The Egyptian military closed the Rafah crossing shortly after it removed Mohammed Morsi as president last week, which has prevented thousands of people from leaving or entering the territory for work, study and medical treatment.

"Gaza is a trap. Once you get in, you don't know when you can get out," said Nawal Fahmi, 42, a teacher and native of Gaza who wanted to travel to her home in Saudi Arabia. "You are a hostage to politics."

The Israeli government imposes a crippling siege on Gaza and Rafah is the only crossing in the enclave that it does not control.

Egyptian authorities opened the Rafah crossing to people travelling in both directions yesterday to ease the crisis, which comes at the beginning of Ramadan.

But the unofficial Palestinian news agency Maan reported yesterday that the crossing would be open only until today.

Mr Morsi, Egypt's first democratically elected president, was backed by the Muslim Brotherhood, an important ally of Gaza's Hamas rulers.

Gazans fear that the realignment in the region could lead to a return of the policies of Egypt's former president, Hosni Mubarak. He was an enemy of both the Brotherhood and Hamas who helped Israel enforce its blockade of Gaza, which was introduced in 2007 in a bid to topple Hamas.

Hamas, which officially calls for Israel's destruction, took control of Gaza in 2007.

Under the Brotherhood, Egypt had loosened some of the restrictions on Gaza, allowing some residents through the Rafah crossing but never permitting the passage of commercial goods

The recent closure comes amid fears of chaos in the Sinai Peninsula area of Egypt that borders Gaza, including multiple attacks by militants against both Israeli and Egyptian troops over the past two years.

Before last week's coup, Egyptian soldiers were destroying the tunnel networks through which goods flow to Gaza, including vital construction materials that Israel does not let into the territory.

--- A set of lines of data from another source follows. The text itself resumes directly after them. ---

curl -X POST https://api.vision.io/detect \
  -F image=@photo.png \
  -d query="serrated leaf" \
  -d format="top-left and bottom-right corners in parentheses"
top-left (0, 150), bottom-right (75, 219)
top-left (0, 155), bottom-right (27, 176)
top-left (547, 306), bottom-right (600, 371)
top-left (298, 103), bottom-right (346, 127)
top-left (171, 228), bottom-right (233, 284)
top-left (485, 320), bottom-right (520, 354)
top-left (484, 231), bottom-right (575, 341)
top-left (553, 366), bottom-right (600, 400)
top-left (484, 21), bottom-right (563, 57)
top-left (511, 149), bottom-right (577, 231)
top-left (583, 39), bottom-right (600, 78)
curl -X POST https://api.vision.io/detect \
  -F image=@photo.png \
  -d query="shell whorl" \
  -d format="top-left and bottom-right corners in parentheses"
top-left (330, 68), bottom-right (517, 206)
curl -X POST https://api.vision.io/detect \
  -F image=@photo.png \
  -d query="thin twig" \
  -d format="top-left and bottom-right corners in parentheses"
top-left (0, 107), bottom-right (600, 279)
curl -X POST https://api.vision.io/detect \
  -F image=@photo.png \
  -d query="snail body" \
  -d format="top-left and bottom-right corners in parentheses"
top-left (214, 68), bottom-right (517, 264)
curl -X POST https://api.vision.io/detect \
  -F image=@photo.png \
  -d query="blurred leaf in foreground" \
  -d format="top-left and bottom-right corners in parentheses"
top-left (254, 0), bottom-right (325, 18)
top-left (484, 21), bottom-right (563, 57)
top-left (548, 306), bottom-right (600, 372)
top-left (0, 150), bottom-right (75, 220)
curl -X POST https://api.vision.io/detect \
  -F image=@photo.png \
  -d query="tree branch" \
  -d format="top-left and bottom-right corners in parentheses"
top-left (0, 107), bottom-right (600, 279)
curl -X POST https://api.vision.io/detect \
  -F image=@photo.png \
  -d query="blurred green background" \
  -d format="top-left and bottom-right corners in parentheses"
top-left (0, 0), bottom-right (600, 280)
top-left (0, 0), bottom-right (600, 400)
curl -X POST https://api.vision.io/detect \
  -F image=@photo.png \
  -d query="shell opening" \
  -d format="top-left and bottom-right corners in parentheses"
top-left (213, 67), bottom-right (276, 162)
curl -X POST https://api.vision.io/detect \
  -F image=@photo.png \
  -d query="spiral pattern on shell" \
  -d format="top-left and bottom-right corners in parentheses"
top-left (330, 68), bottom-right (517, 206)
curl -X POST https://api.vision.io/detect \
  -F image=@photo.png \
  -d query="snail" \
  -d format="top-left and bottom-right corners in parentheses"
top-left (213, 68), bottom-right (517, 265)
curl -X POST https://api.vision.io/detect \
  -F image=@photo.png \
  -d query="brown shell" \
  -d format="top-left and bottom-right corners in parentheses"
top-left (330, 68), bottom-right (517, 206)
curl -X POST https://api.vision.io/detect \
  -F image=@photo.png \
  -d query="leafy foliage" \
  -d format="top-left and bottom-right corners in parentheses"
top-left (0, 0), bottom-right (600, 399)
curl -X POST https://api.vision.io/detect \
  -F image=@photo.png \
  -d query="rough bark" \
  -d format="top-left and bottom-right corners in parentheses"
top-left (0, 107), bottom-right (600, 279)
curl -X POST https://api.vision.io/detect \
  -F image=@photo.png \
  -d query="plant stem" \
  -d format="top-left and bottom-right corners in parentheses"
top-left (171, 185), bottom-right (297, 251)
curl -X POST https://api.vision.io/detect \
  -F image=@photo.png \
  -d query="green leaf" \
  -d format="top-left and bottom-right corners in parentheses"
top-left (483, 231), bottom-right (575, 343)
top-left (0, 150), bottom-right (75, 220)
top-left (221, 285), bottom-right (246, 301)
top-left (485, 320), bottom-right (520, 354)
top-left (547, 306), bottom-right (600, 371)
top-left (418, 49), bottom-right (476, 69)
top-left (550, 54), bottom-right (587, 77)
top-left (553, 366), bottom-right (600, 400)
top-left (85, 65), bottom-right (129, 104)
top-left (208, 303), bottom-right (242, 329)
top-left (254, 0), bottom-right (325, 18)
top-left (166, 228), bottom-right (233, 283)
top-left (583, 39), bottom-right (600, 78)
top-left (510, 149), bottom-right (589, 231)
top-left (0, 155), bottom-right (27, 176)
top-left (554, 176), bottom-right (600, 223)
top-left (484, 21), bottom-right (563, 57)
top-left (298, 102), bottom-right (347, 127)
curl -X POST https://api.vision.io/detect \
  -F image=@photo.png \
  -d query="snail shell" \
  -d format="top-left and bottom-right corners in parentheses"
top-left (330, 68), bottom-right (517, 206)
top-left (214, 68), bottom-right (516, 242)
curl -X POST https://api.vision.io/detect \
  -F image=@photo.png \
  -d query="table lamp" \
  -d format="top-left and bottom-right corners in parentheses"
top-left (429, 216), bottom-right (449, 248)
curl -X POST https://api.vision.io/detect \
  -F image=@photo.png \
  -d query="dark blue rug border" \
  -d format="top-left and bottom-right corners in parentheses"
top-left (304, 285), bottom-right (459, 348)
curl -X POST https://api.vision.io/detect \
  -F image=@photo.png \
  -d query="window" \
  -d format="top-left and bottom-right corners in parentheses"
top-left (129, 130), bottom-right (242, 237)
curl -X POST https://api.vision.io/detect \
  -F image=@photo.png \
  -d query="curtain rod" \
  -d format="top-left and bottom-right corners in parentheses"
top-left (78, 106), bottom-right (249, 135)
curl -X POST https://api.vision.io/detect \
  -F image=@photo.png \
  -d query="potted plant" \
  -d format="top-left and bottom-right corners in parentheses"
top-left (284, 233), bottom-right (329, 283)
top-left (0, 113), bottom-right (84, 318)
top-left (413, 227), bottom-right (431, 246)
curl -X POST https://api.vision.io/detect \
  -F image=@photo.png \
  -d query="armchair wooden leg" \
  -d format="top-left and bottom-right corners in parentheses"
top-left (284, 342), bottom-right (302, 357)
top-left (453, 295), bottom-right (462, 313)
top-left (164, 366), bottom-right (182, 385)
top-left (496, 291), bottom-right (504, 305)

They are also used to supply Hamas with weapons.

The tunnel crackdown and Egypt's own fuel shortages have led to a similar problem in Gaza. The territory's 1.7 million residents rely heavily on Egyptian-subsidised fuel, which costs a fraction of that brought in from Israel.

"You have to wait at a petrol station for at least four to six hours to get only a half a tank of petrol," said Fadi Abu Shammala, a father of two who lives in Gaza City.

"It's an emergency."

Gaza's electricity company has begun rationing fuel to ensure 12 hours per day of power in the territory, which already struggles with chronic blackouts. The fuel shortage also has caused inflation to surge across the territory, with taxis and other businesses forced to hike their prices.

"There are sharp price rises in goods that are restricted from passing through Israeli crossings and which, therefore, enter through the tunnels," said Sari Bashi, executive director of Gisha, an Israeli non-governmental organisation that promotes freedom of movement for Gaza residents.

"The cost of some products has doubled."

Guy Inbar, an official in Israel's defence ministry, said his country could increase deliveries of fuel and other goods to Gaza.

"All Palestinians need to do is to ask for them," he said.